Madhu’s Seeds

Mustard Seeds Darjee
Illustration by Ram Darjee

An essay for spring published in  New Hampshire Home‘s back page feature “At Home in New Hampshire.”

Madhu’s Seeds

by Terry Farish

Madhu Bhandari tells me, “When I bring the greens home from the garden, that is the best thing.”

I am in her home in downtown Concord where she lives with her husband; her children, including her grown son Nilhari and daughter-in-law Devika; and grandchild, Neeja.Devika sits with us and translates for Madhu, who speaks Nepali. Dressed in turquoise trousers and a white shirt, Madhu is “wearing pote,” glass pote beads around her neck that say she is married.

“What kind of greens?” I ask.

“Mustard,” she says. She plants mustard seeds and harvests the leaves three times in a New Hampshire growing season in Sycamore Community Garden.Not in rows, she explains. That makes the seeds dry out. With the mustard greens, she makes gundruk— fermented mustard leaves that she keeps in a baggie all year long for gundruk soup.
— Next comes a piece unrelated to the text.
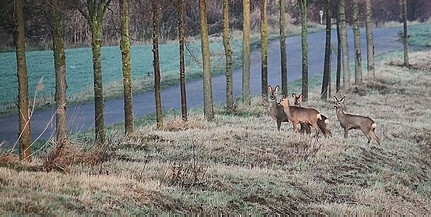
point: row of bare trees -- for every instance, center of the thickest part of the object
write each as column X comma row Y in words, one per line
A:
column 93, row 11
In Bhutan, Madhu used to grow sugar cane with her family. She remembers the processing steps and taking the sugar to sell in the market at Dagapela. She grew mustard and spices for cooking: ginger, coriander, garlic, onions, dill.

When the government of Bhutan adopted the “One Nation, One People” policy, the Bhandaris lost their home and their growing fields. They were expelled from Bhutan and settled in a refugee camp in Nepal.

For eighteen years—before Neeja was born, before Devika and Nilhari married—Madhu lived in the refugee camp with her husband and children. Every two weeks, they received food supplies from the United Nations. The refugees didn’t grow any of their foods in the camps. They were farmers with no land.

They waited in the camps for a political resolution to allow them to return to their farm. None came. In 2008, the Bhandari family was resettled by Lutheran Social Services to Concord.

In 2009, Sycamore Community Garden opened. Madhu was offered one of the first fifty-four plots on the edge of the New Hampshire Technical Institute campus beside Fort Eddy Pond. After eighteen years in Nepal and a year in a Concord apartment, Madhu began to cultivate a patch of land.

With Neeja in her arms, Madhu goes to the kitchen. She returns with a yellow cloth that she unties to show a mound of mustard seeds. She also brings a plastic bag of small dried strips, gundruk.

She invites me to taste, and I do. It is pungent and sharp.Devika—who wears long black boots and a sweater dress, and does not wear pote—explains gundruk. Madhu chops the leaves into strips and ferments them with garlic, turmeric and fennel for about seven weeks. She gives me a small bag of gundruk, and Devika writes a recipe for gundruk soup so I—an Irish-American—can add it to my repertoire of various potato and tomato soups.

Madhu lost her family farm in Bhutan but she says, in a master ful summing up of her resilient nature, “I can make gundruk here.” Neeja, wearing her pink, sparkling tennis shoes, will grow up American, not on a farm in Bhutan. But because of the garden, she will also grow up knowing how to ferment mustard greens to make gundruk soup. She will grow up with a Bhutanese grandmother who, in the winter, keeps a man’s palm-full of mustard seeds tied in a yellow, cotton cloth, ready to scatter in the spring garden in New Hampshire. She will grow up sustained by her ancestors.

Devika Bhandari’s Gundruk Soup

Boil two potatoes. Mash.
Cut ½ onion into small pieces.
Chop 2 tomatoes into small pieces.
Put oil in a cooking pan and fry the onion until it gets brown.
Add the washed gundruk and chopped tomatoes with a little water.
When the tomatoes are tender, add the mashed potato and a little water.
Let it boil. For seasoning, add ginger, garlic and coriander leaves at the very end.